On August 7, 2021, Keene was placed on injured reserve with a knee injury.

On August 21, 2022, the Patriots waived Keene.

===Philadelphia Eagles (first stint)===
On September 6, 2022, Keene was signed to the Philadelphia Eagles practice squad. He was released on October 4.

===Denver Broncos===
On October 15, 2022, Keene was signed to the Denver Broncos practice squad. He was released three days later. On December 27, Keene was re-signed by the Broncos to their practice squad. His practice squad contract with the team expired after the season on January 8, 2023.

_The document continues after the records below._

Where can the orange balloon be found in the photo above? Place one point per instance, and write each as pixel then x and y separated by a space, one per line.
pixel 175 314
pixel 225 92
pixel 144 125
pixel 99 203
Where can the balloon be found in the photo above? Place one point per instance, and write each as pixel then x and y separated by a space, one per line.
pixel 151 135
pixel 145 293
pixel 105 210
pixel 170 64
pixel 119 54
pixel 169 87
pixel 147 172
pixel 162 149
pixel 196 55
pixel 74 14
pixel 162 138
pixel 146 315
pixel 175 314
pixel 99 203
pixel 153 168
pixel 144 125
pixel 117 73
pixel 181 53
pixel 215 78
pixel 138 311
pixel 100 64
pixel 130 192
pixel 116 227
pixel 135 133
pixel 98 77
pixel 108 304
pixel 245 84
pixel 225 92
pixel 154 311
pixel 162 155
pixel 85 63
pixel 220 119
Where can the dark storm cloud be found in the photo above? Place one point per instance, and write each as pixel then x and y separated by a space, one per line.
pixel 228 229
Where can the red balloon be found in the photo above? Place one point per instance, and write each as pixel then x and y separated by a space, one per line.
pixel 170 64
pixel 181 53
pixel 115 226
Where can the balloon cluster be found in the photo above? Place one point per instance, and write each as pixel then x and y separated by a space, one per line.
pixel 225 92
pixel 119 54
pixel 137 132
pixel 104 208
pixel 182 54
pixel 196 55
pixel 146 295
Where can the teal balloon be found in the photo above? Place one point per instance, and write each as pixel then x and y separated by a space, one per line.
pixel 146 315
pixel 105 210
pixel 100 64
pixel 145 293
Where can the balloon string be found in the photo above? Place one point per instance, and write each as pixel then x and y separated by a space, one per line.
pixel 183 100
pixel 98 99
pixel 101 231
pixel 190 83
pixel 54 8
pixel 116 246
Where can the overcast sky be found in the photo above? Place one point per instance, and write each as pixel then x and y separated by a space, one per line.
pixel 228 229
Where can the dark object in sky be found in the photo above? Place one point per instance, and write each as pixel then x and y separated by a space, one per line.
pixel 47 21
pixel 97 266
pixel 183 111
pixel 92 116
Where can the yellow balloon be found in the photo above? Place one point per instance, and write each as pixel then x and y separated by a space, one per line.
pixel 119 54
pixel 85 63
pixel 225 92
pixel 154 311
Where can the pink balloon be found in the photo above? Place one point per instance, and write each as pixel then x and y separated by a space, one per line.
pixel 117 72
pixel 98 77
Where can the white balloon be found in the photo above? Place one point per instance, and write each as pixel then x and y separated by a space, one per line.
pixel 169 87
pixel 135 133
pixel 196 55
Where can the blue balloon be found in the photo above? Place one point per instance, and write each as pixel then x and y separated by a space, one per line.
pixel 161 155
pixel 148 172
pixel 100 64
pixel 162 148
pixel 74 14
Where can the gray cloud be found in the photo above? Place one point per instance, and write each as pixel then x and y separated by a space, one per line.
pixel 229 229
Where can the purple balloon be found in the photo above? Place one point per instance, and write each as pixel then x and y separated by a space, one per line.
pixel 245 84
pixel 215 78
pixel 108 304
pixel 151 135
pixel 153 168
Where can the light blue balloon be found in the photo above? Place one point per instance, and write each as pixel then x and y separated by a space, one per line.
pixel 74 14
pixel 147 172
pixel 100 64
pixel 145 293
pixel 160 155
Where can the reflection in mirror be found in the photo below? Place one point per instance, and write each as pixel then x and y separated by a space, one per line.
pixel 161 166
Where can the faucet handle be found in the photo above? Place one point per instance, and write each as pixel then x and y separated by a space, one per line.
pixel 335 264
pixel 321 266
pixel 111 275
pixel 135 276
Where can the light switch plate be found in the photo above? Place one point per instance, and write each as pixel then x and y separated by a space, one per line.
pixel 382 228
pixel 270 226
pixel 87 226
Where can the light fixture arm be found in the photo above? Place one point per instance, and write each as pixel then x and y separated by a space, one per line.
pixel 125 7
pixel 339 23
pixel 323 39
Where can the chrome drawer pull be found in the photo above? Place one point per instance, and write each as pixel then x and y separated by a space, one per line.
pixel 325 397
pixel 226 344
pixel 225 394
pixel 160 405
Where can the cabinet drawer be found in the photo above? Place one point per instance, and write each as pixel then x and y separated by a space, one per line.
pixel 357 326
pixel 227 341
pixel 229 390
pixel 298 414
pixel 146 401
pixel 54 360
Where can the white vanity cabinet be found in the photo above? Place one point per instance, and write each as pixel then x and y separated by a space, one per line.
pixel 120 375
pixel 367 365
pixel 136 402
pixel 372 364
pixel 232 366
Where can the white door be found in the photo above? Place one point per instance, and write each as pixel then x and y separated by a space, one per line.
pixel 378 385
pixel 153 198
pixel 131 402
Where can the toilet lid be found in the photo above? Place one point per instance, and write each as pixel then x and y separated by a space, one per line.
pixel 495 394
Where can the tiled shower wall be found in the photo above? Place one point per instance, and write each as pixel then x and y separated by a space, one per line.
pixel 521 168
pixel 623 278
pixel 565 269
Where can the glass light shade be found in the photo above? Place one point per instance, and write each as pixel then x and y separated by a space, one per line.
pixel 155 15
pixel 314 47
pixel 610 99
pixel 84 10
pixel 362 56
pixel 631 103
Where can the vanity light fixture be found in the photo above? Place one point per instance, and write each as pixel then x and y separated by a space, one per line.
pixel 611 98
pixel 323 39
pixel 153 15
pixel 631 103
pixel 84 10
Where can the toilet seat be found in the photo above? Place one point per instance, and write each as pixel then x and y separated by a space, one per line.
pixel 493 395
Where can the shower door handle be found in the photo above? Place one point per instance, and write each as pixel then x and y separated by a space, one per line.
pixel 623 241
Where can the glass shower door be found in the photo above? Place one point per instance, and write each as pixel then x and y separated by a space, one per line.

===Philadelphia Eagles (second stint)===
On January 20, 2023, Keene was signed to a reserve/future contract by the Eagles. He was waived on July 26.

===Houston Texans===
On August 1, 2023, Keene signed with the Houston Texans. He was waived on August 29, 2023 and re-signed to the practice squad. He signed a reserve/future contract on January 22, 2024. Keene was placed on injured reserve with a torn ACL on August 21.

Keene re-signed with the Texans on August 5, 2025, and was released on August 22, having suffered an undisclosed injury that necessitated an IR placement. He was re-signed to the practice squad on October 29. On November 5, Keene was released.